O FEMINICÍDIO DA PERSONAGEM FEMININA NA FICÇÃO LITERÁRIA
Luisa, Emma e Capitu são personagens femininas que protagonizam as páginas de alguns dos romances mais populares do século XIX: O Primo Basílio, Madame Bovary e Dom Casmurro. Tais romances tornaram-se leitura obrigatória nas classes escolares e moldaram, por assim dizer, a moral de uma época. Eça de Queirós, Gustave Flaubert e Machado de Assis gestaram, a partir de um olhar patriarcal, os perfis de mulheres de papel.

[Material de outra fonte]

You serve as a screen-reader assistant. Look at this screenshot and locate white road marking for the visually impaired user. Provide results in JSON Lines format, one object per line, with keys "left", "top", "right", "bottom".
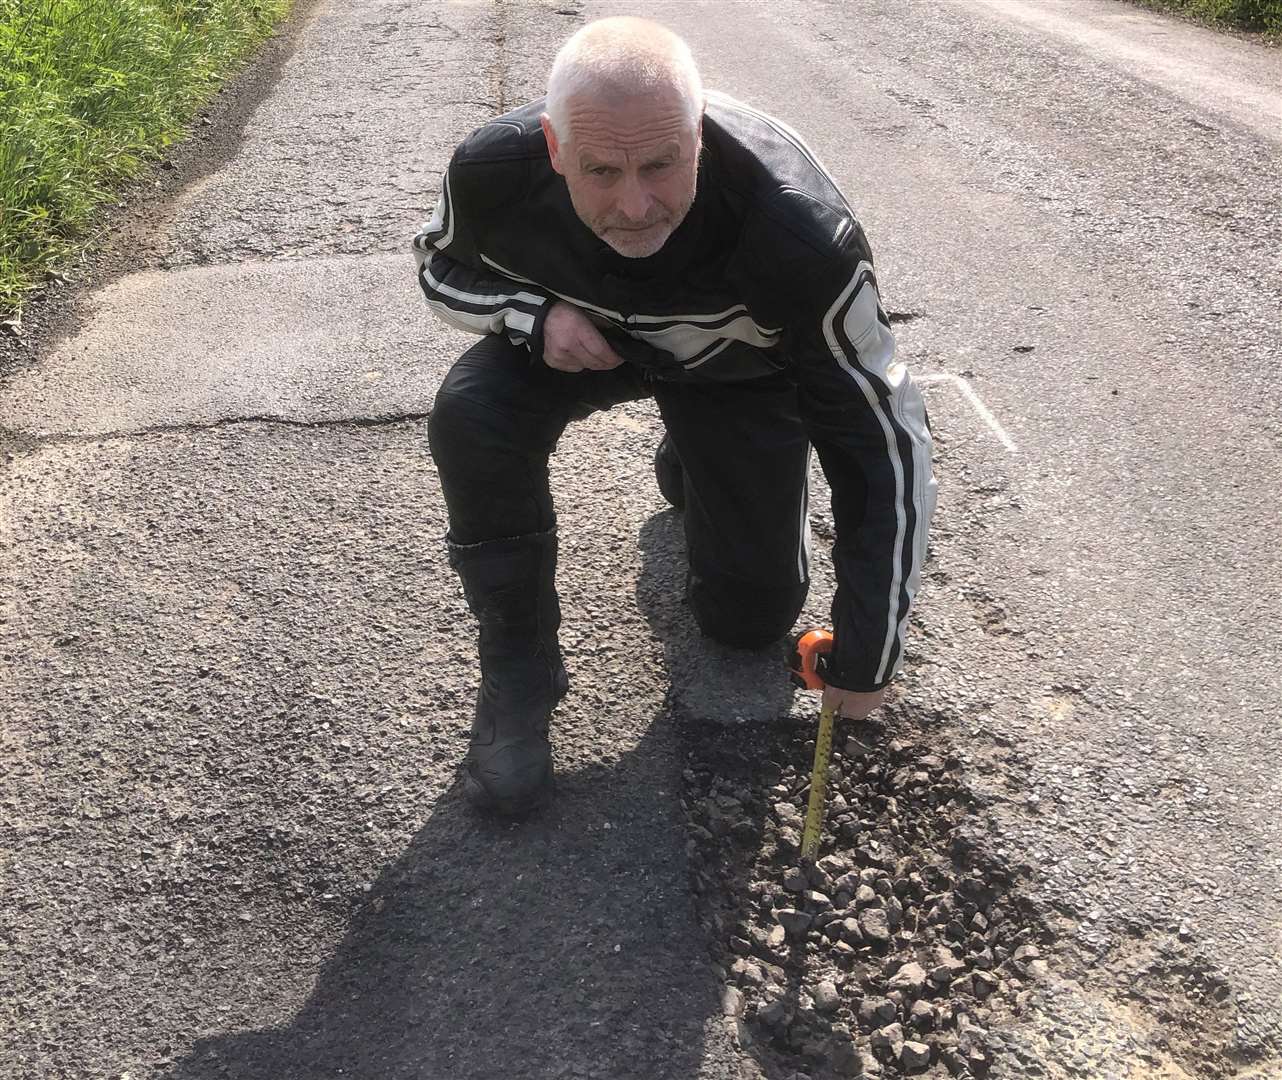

Os enredos apresentam personagens jovens, cheias de vida, possuidoras de uma energia vital que as move para além dos limites impostos pela sociedade burguesa. Essas características criam no leitor uma falsa impressão de empoderamento feminino. Porém, ao longo das histórias, um juízo de valor falocêntrico se encarrega de puni-las, perpetuando um ideário machista. As personagens são tragadas por tramas que culpabilizam seu desejo.
Reféns de casamentos fracassados, buscam a felicidade a seu modo. Luisa entrega-se à sedução do primo que supre a ausência do marido. Emma, entediada com a rotina e a solidão, sobrevive de pequenas aventuras amorosas. Diferentemente das personagens de Eça e Flaubert, que têm sua infidelidade exposta, não há uma linha sequer que culpabilize Capitu no romance de Machado. Ela é vítima da obsessão de Bentinho que projeta na esposa os temores de um ciúme doentio. No entanto, ainda há leitores que a consideram adúltera, mesmo na ausência de provas cabais, ou seja, descrições da infidelidade no próprio texto machadiano.
Os desfechos previsíveis confirmam os valores da época e punem o adultério com a morte. Luisa, Ema e Capitu pagam com a vida os caminhos que seguiram e, ressalte-se, caminhos escolhidos pelos homens que as criaram. Morrem. Não pelas mãos de seus maridos, mas pelas mãos de seus criadores, que liquidam suas personagens por meio de enfermidades e suicídio. A reiteração dessa prática literária sugere uma espécie de ódio às mulheres que ousam confrontar valores patriarcais. Fica a reflexão: a arte imita a vida ou a vida conspira com arte?